И, на минуту забывшись, Кутюра произнес последнюю фразу искренно.

– Все же такой человек отрадно действует на душу! – сказал Шаванн вместе с Шарлем спускаясь с лестницы.

Шарль взглянул на него и одну минуту с языка его готово было сорваться все, что он угадал; но он промолчал.

– Какая неосторожность выйти!.. Как ты себя чувствуешь?

– Благодарю!.. лучше… Ноги у меня горят… это горчичники, о которых я забыл… Кажется, доктор сказал, что это нервный удар… Фу! во рту я чувствую эфир… а голова, странно, словно в тумане…

– Ты очень страдал?

– Ужасно… Я не знаю, что там происходило. – И Шарль показал на голову. – Я только помню, что в минуту самых сильных страданий мне вспомнилась одна фраза… которую я, не знаю где, прочел, кажется, в одной медицинской книге… что молодые осужденные чувствуют, как в голове у них что-то твердеет… Мне казалось, что я тоже ощущаю это отвердение… отвердение… ну, я забыл название.

– Что за мысль!.. отвердение подкостной плевы…
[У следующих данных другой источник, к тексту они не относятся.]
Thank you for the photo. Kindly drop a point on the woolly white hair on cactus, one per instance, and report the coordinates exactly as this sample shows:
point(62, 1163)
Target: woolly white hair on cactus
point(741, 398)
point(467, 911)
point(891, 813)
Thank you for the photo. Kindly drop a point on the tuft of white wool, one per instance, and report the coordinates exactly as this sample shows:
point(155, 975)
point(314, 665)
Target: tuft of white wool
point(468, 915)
– Да, кажется, так… Ах! мой бедный Шаванн, и я заставил вас приехать смотреть мою пьесу! оторвал вас от домашнего очага, заставил покинуть все, что вы любите… стоило того!.. Видно было суждено, чтобы вы уехали ни с чем…
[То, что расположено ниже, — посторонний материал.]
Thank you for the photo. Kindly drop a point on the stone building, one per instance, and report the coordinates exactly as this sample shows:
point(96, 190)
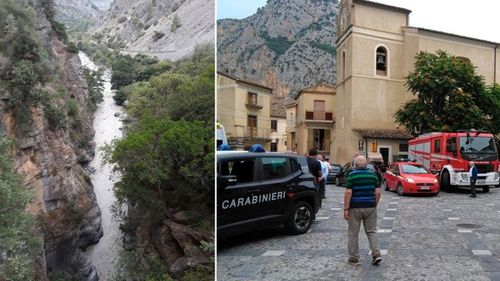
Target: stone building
point(376, 49)
point(278, 133)
point(310, 120)
point(244, 108)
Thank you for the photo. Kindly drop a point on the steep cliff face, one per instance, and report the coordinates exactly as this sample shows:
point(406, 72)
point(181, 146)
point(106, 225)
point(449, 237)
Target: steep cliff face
point(50, 155)
point(166, 29)
point(74, 13)
point(286, 45)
– Вот так раз!.. Какая же причина, чтобы твоя пьеса не шла завтра?

– Как! Играть мою пьесу!.. мою пьесу, которую я ненавижу, которая внушает мне страх!.. Она мне стоит дружбы и уважения людей, которых я сам любил и уважал! Она стоит мне еще большего… вы знаете… Нет, довольно, кончено… я питаю ужас к театру, ужас к литературе… Эта жизнь ужасна! Я умру от неё и не желаю выносить ее долее!.. Клочок славы, купленный мучениями… О! если б только знали, какими мучениями!.. Нет в конце концов, это слишком глупая сделка!.. Довольно с меня книг, журналов, виньеток, Парижа… Довольно… довольно!.. Пойдем в театр…

Шарль нашел директора, до которого дошли отголоски всего происшедшего, порядочно охладевшим к пьесе и к автору, Шарль объявил, что берет обратно свою пьесу. Директор настаивал из вежливости и в душе обрадованный, что избавился от первого произведения автора, неизвестного в театральном мире и вызвавшего такую бурю негодования, он позволил отменить пьесу.

Шаванн несколько дней пробыл с Шарлем. Он удивился, что тот не говорит ни об Нашете, ни о шуме, по поводу отмены его пьесы, ни о всем том, что в прежнее время составляло его жизнь, предмет его разговора, наполняло его мысли. Ему даже показалось, что тот слишком часто спрашивал, когда он уедет, тем более, что он оставался в Париже единственно ради Шарля, чтобы ухаживать за ним. Когда он уезжал, Шарль проводил его на железную дорогу и обещал, в ответ на предложение Шаванна увезти его с собой, что он вскоре навестит его, тотчас же, как устроит некоторые свои дела в Париже.